手入れされた竹林の道を歩くのは心地よいものがある。周囲よりはいくぶん気温が低かったりして空気が特別な感じもするし、風にそよぐ葉擦れの音以外は吸収されてしまうせいなのかどうか静寂である。
くわえて今の時期は葉っぱが交代する時期で、古い葉がうっすら積もるように散り敷いて、いかにも土壌は柔らかそうだ。

明るい林

竹落葉法にすがりて切り通し

風もないのにはらはら降ってくる。

古い葉を落としつつある竹林の明るいこと。

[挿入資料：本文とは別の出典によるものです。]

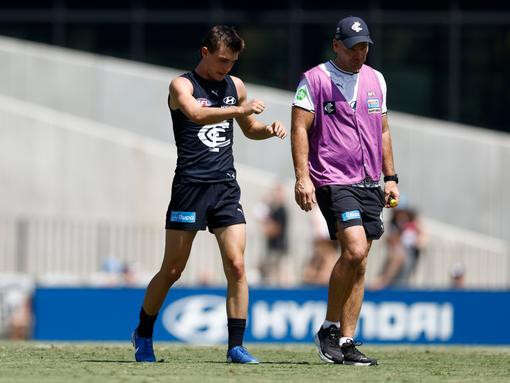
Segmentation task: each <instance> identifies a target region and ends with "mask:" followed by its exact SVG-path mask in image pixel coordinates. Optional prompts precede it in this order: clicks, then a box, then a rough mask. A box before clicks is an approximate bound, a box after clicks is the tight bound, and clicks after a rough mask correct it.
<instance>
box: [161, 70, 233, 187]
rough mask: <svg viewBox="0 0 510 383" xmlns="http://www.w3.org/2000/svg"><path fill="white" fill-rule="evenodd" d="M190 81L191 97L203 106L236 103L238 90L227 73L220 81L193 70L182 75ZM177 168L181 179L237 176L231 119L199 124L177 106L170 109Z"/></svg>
mask: <svg viewBox="0 0 510 383" xmlns="http://www.w3.org/2000/svg"><path fill="white" fill-rule="evenodd" d="M182 77H186V78H187V79H188V80H190V81H191V83H192V84H193V97H195V99H196V100H197V101H198V102H199V103H200V104H202V106H206V107H215V108H220V107H227V106H233V105H238V96H237V90H236V87H235V84H234V82H233V81H232V78H231V77H230V76H225V78H224V79H223V81H211V80H205V79H203V78H202V77H200V76H199V75H198V74H197V73H196V72H195V71H193V72H188V73H185V74H183V75H182ZM170 113H171V116H172V122H173V129H174V137H175V144H176V145H177V167H176V169H175V175H176V177H178V178H179V180H180V181H182V182H206V183H211V182H223V181H230V180H234V179H235V178H236V171H235V168H234V156H233V153H232V144H233V139H234V121H233V119H230V120H225V121H222V122H219V123H216V124H209V125H199V124H197V123H194V122H193V121H191V120H190V119H188V118H187V117H186V115H185V114H184V113H182V112H181V111H180V110H179V109H176V110H172V109H170Z"/></svg>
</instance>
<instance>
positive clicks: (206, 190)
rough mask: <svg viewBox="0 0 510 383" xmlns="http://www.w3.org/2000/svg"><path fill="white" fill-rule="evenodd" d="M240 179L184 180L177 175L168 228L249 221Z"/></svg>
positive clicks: (228, 225) (224, 226) (213, 224)
mask: <svg viewBox="0 0 510 383" xmlns="http://www.w3.org/2000/svg"><path fill="white" fill-rule="evenodd" d="M240 198H241V189H240V188H239V184H238V183H237V181H235V180H234V181H226V182H216V183H191V182H181V181H180V180H179V179H178V177H175V178H174V180H173V183H172V198H171V200H170V204H169V205H168V211H167V213H166V225H165V227H166V229H174V230H191V231H195V230H205V229H206V227H208V228H209V231H210V232H211V233H212V232H213V229H217V228H219V227H226V226H231V225H236V224H239V223H246V221H245V219H244V213H243V208H242V206H241V204H240V203H239V200H240Z"/></svg>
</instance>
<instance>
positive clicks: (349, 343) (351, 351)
mask: <svg viewBox="0 0 510 383" xmlns="http://www.w3.org/2000/svg"><path fill="white" fill-rule="evenodd" d="M356 346H361V342H355V341H353V340H352V339H349V340H347V342H345V343H344V344H343V345H342V346H341V347H340V348H341V350H342V353H343V354H344V364H350V365H353V366H376V365H377V360H375V359H372V358H369V357H367V356H366V355H365V354H363V353H362V352H361V351H359V350H358V349H357V348H356Z"/></svg>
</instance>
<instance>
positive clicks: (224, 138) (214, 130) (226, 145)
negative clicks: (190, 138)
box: [198, 122, 230, 152]
mask: <svg viewBox="0 0 510 383" xmlns="http://www.w3.org/2000/svg"><path fill="white" fill-rule="evenodd" d="M228 129H229V123H228V122H220V123H218V124H211V125H204V126H203V127H202V129H200V131H199V132H198V138H199V139H200V141H202V143H203V144H204V145H206V146H207V147H209V148H210V149H209V151H211V152H219V151H220V148H222V147H224V146H228V145H230V140H227V138H226V137H224V136H222V135H221V134H222V133H225V132H226V131H227V130H228Z"/></svg>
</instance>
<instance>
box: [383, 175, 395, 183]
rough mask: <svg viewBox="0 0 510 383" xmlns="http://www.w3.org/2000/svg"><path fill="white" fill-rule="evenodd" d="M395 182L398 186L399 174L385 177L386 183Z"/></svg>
mask: <svg viewBox="0 0 510 383" xmlns="http://www.w3.org/2000/svg"><path fill="white" fill-rule="evenodd" d="M388 181H395V182H396V183H397V184H398V174H393V175H392V176H384V182H388Z"/></svg>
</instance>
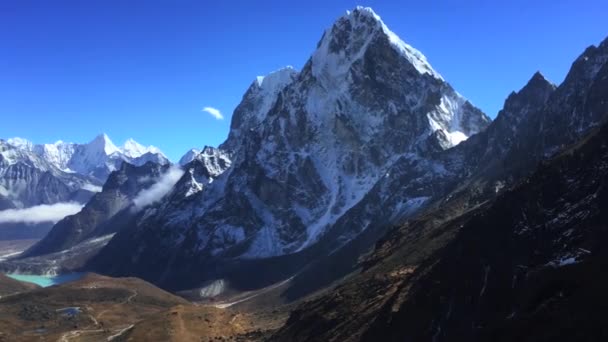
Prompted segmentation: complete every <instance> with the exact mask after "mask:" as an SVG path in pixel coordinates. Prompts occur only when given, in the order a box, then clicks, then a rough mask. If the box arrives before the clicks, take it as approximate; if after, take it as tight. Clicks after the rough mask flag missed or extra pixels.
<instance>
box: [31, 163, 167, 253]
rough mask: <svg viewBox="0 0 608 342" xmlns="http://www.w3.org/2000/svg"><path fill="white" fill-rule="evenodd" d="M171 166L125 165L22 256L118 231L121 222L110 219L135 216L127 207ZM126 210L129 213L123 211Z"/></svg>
mask: <svg viewBox="0 0 608 342" xmlns="http://www.w3.org/2000/svg"><path fill="white" fill-rule="evenodd" d="M168 169H169V166H168V165H160V164H156V163H152V162H149V163H146V164H144V165H142V166H139V167H138V166H134V165H131V164H128V163H124V164H122V166H121V168H120V170H117V171H115V172H113V173H112V174H110V177H109V178H108V181H107V182H106V184H105V185H104V187H103V190H102V191H101V192H99V193H96V194H95V195H94V196H93V198H91V200H90V201H89V202H88V203H87V204H86V205H85V206H84V208H83V209H82V210H81V211H80V212H79V213H77V214H75V215H71V216H68V217H66V218H64V219H63V220H61V221H59V222H57V224H55V225H54V226H53V228H52V229H51V231H50V232H49V233H48V234H47V235H46V236H45V237H44V238H43V239H42V240H40V241H39V242H38V243H36V244H35V245H34V246H32V247H31V248H30V249H28V250H27V251H25V252H24V253H23V254H22V255H21V256H20V257H21V258H26V257H32V256H39V255H44V254H49V253H54V252H59V251H62V250H65V249H68V248H71V247H73V246H75V245H77V244H78V243H80V242H83V241H85V240H87V239H92V238H98V237H101V236H104V235H107V234H112V233H116V231H117V230H118V229H119V228H120V224H118V222H113V224H109V222H110V221H111V220H112V219H113V218H115V217H116V216H117V215H120V216H121V217H122V220H126V219H127V218H126V217H125V216H135V215H136V213H137V212H136V210H129V209H128V208H129V207H131V206H133V200H134V199H135V198H136V196H137V195H138V194H139V193H140V192H141V191H142V189H147V188H150V187H151V186H153V185H154V184H155V183H156V182H158V180H159V178H160V177H161V175H162V174H163V173H165V172H166V171H167V170H168ZM125 210H126V212H124V213H122V214H121V212H123V211H125Z"/></svg>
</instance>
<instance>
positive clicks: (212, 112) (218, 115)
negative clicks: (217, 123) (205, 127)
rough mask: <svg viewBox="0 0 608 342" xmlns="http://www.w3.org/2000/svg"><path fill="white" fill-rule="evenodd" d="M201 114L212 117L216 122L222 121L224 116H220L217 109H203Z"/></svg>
mask: <svg viewBox="0 0 608 342" xmlns="http://www.w3.org/2000/svg"><path fill="white" fill-rule="evenodd" d="M203 112H206V113H209V114H211V116H213V117H214V118H216V119H217V120H224V116H223V115H222V113H221V112H220V110H219V109H216V108H213V107H205V108H203Z"/></svg>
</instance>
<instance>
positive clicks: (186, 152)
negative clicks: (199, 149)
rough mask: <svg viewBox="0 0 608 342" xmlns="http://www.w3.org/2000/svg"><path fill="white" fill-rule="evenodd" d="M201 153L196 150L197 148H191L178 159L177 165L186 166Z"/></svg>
mask: <svg viewBox="0 0 608 342" xmlns="http://www.w3.org/2000/svg"><path fill="white" fill-rule="evenodd" d="M200 153H201V150H199V149H197V148H192V149H190V150H189V151H188V152H186V153H185V154H184V155H183V156H182V157H181V158H180V159H179V162H178V163H179V165H181V166H184V165H186V164H188V163H189V162H191V161H193V160H194V159H195V158H196V156H197V155H199V154H200Z"/></svg>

すでに、若い葉が生まれているので光が透過するのであろうか。
切り通しを抜けて古都に入ろうとしたら、底だけではなく法面にも竹落葉がとどまっている。心なしか、この時期切り通しがいつもより明るいような気がした。

謎多い石造遺物

酒船石涸るるにまかせ竹落葉

明日香はなぞの石造物が多い。

土木好きな斉明天皇が都の周囲にいろいろ作らせたという説もあるが、どれも諸説があって依然なぞのままである。
酒船石は明日香村の斜面にあるが、この村もご多分にもれず竹林が浸食していて、この遺跡のあるあたりも竹林に覆われている。
石にはミステリアスな窪みや溝が刻まれていて、全体に里に向かって軽い傾斜があって、水のようなものを流すような意図があるように思われる。もちろん、今は石だけが残されているだけで、その窪みや溝には竹の落ち葉が積もるばかりである。